君想ふ花
お店を出ると外は少し寒くなっていた。
「なつみは将来どんなことがしたいん?」
「私、バリバリのキャリアウーマンになって、
会社とか作りたいって思ってたんですよね。
まあでも正直、最近はよくわからないです(笑)
ブライダルもすごく楽しいし、やりがいがあるし・・・
このままブライダルの道に進むのもありかなあーって。」
「そうなんや!
実は俺も起業したいってずっと思っててん。
だから、いろんな仕事にチャレンジして、勉強してるんよ。
まあでも悩むよなあ。
ほんとここは人もいいし。
色々仕事して来たけど、こんな職場めったにないで。」
龍さんはそこから、起業を決心したときの話や
将来やりたいことをいろいろと話してくれた。
「〜〜〜。
それで、だから5年後くらいには自分の会社作りたいねん!
ってごめん、こんな話おもんないよな。
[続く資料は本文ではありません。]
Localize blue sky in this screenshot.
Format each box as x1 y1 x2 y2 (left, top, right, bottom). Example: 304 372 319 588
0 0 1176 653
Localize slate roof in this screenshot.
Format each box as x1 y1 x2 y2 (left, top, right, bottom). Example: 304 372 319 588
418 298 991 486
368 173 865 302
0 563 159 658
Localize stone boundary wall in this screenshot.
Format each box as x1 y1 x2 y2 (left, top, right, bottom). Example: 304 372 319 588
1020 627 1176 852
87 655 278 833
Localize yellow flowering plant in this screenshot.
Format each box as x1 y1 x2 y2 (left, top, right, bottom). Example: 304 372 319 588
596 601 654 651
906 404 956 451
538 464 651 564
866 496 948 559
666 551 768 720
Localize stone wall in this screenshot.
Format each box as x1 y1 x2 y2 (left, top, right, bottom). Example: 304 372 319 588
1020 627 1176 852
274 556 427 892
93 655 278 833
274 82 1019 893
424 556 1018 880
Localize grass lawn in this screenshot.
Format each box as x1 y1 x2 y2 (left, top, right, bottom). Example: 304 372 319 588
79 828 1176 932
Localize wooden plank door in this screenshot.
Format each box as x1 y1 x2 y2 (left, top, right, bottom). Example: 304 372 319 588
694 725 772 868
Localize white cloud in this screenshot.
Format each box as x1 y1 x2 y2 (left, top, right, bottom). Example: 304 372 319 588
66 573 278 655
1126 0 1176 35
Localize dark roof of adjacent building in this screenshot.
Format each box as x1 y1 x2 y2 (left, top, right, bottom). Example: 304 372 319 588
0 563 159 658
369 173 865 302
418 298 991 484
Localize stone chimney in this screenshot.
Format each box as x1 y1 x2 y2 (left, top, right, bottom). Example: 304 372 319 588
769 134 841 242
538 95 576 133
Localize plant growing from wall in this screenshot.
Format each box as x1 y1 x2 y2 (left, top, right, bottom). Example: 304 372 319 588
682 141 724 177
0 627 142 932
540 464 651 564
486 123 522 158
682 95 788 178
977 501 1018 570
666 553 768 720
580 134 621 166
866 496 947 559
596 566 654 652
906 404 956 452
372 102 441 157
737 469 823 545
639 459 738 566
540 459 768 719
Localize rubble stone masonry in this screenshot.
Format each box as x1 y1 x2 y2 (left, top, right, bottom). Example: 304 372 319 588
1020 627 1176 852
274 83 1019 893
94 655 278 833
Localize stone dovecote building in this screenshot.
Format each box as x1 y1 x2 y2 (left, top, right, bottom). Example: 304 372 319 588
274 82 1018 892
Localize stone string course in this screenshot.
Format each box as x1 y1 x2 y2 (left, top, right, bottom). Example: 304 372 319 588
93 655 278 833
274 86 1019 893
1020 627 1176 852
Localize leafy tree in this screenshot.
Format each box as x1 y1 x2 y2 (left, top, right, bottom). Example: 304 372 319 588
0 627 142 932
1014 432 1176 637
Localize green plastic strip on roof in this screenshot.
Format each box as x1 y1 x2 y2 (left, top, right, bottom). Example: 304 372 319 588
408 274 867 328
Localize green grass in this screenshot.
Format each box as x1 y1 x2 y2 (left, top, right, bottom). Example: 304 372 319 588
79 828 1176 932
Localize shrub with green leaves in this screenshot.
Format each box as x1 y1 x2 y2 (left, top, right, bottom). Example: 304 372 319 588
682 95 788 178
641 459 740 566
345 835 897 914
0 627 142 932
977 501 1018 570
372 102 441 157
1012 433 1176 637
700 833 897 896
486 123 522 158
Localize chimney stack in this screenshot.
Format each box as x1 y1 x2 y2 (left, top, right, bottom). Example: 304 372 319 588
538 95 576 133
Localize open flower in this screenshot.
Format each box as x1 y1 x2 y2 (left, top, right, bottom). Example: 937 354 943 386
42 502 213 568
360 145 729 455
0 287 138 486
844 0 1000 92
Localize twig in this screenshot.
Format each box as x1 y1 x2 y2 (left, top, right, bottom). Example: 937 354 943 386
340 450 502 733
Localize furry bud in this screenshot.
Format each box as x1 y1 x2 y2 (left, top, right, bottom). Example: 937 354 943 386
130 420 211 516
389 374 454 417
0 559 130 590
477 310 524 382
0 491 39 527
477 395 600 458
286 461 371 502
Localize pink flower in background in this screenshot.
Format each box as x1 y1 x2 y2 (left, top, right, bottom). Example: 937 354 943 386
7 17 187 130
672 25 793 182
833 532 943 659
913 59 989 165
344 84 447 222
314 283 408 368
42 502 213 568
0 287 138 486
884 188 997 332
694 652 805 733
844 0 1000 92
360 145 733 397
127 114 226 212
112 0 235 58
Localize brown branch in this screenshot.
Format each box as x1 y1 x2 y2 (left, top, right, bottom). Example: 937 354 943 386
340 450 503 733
(笑)」
「いえ、おもしろかったです!
龍さんチャラそうに見えるのに、こんなこと考えてるんだ、
すごいなあって思っちゃいました!(笑)」
「なんやそれ!
喜んでいいんかわからんわ!(笑)
今日はありがとうな。
楽しかった!また今度どこか行こうや。」
「私も楽しかったです。
龍さんの意外な一面見れましたし。(笑)
また誘ってください。」
「お、ほんまやな?!
こういうのは早めに予定立てへんと行かんねん。
来週の金曜日の昼間からは?
俺、オフやねん。」
え、まさかの。
社交辞令くらいの気持ちで軽く返事をしてしまったことに
少し後悔をした。
まあ社員さんだし、何もないんだけど・・・。
ちょっとだけ翔太に悪い気がしてしまう。
「空いてるんですけど、
二人はちょっと彼氏に悪い気がして・・・。」
龍さんには申し訳ないが、正直な気持ちを話した。
「彼氏も浮気しとったんやろ?
それも夜お泊まりやろ?
昼間1回遊びに行くくらい、フェアや!(笑)
これでスッキリしたらいいねん。」
「たしかに、そうですね!」
「じゃあ、決まりな!
またラインするわ。」
龍さんの言葉に乗せられてOKしちゃったけど・・・。
まあ一回くらいならいいよね。
でも言わないで行くのは逆にやましいかも。
翔太にいうだけいっておこう。
帰りの電車、私は翔太にラインを入れた。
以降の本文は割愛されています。